Control Myth #2 Technology Will Save Us!

Hand in hand with the story of the all-powerful market is the obsession with techno-fixes. Techno-fixes masquerade as solutions but just distract us from making the fundamental changes that are needed. The assumption that some benign “experts” will provide new, innovative technology to solve the problem justifies continuing unsustainable policies while removing people’s agency from the frame. More and more climate techno-fixes are being proposed: from overt lies like “clean coal” and “climate ready” genetically engineered crops to terrifyingly disruptive, untested new technologies like synthetic biology and geoengineering.[i] Beware!

Control Myth #3 Climate Is Too Big An Issue: Only Governments Can Save Us!

The debate has been overly focused on global and national policy while social movements and community-based responses are left out of the frame. Many mainstream environmentalists have even argued that any global emission reduction agreement (regardless of how weak or unfair) is better than no deal. Variations of this narrative have been used (particularly by the U.S.) to evade historic responsibility and blame China, India and other developing economies for blocking an international deal. Certainly a global agreement is important, but the reality of the scale of the climate crisis is that we need transformative action in all sectors of society.

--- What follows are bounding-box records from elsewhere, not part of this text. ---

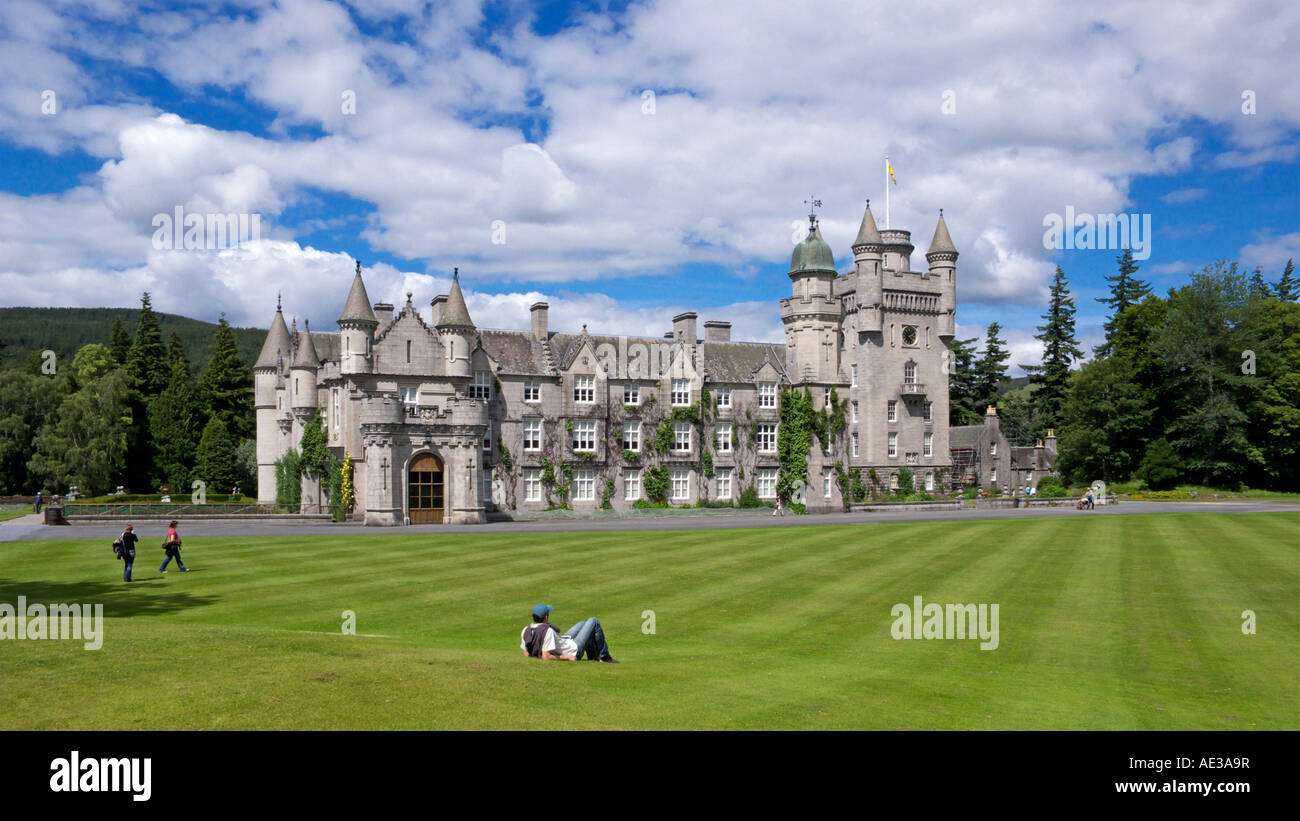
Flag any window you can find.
[714,422,731,453]
[573,470,595,501]
[524,420,542,451]
[573,377,595,404]
[573,420,595,451]
[672,379,690,408]
[672,422,690,451]
[672,470,690,501]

Given the wide-ranging implications of the debate, climate is an essential arena for our movements to develop more holistic narratives and shared frames that mutually reinforce efforts across different sectors and struggles. At the heart of this framing battle is the emerging climate justice movement led by frontline impacted communities, indigenous movements and environmental justice organizers.

Climate justice framing is challenging the control myths above (and many more) by refocusing the issue on the core problems of fossil fuel addiction, the ongoing legacy of historic inequities and the need for systemic change. At the center of the evolving narrative is the role of community-based solutions in stewarding a just transition towards a society that is both sustainable and just. As different movements like migrants rights, reproductive justice and organized labor articulate the connections between their struggles and the climate crisis there are many opportunities to experiment with applying and broadening climate justice framing.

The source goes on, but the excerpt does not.